All right, we also have the parting of the Red
Sea. So some people see it's kind of reproducing on both
sides. Who saw it in that way, the Red Sea way? Lots of
people. Some people, this isn't (inaudible), see it as
increasing as triangles that go up, did anybody see it
triangularly? Some people see it as slices that go
across, look across the shape, did anybody see it in that
way?
And this was a teacher actually in New Mexico
who said it's like Wayne's world, stairway to heaven
access denied. I think you have to watch Wayne's World to
get that joke. And then there's this method, if you look
at the red square on the far left and rearrange the shape
each time, you can see that it actually grows as a square,
did anybody see it in that way? No squares today, okay.
20
Okay. So this is where I am going with this,
usually when this math task is given out, it's given out
with the question how many squares or how many cubes are
in the 100 case or how many in the nth case? And this is
what happens, kids count. So they say in the first there
is 4, the second is 9, and the third is 16, then they look
at it for a long time and say it's always one more than
the case number squared.
So they don't think visually, they don't have
the opportunity to think about the functional growth, and
I gave this out to a room of teachers recently, and I
actually gave them the same instruction, think only
visually about it but the high school teachers at the
table did not listen and they drew over table like that.

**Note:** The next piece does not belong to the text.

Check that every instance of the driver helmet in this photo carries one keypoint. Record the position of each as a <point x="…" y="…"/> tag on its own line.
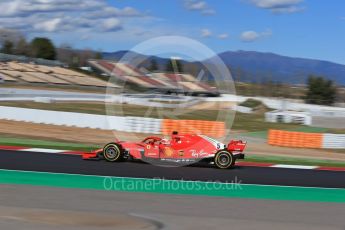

So I went over and I said, interesting, n+1 squared, why
do you think it's squared, why is the function growing as
a square, and they went, no idea. And this is why you see
the square it actually grows as a square.
And what happens when we give kids the visual
question, how do you see this growing, if we have time
I'll show you video, they engage in this very rich
conversation sharing each other's different methods,
they're excited to see the different ways of growing, they
also understand, they know what N is, they can tell me
what N is they can tell me why it's squared, whereas kids
who just move to symbolic notation often don't even know
what N is, they come up with something, so that is a tiny
shift in the task from find how many in the nth case to
first think visually about the growth. And we are
teaching teachers. These math tasks can all be opened up,
any math task you can have can be changed from what I
would call a fixed math task to a growth math task.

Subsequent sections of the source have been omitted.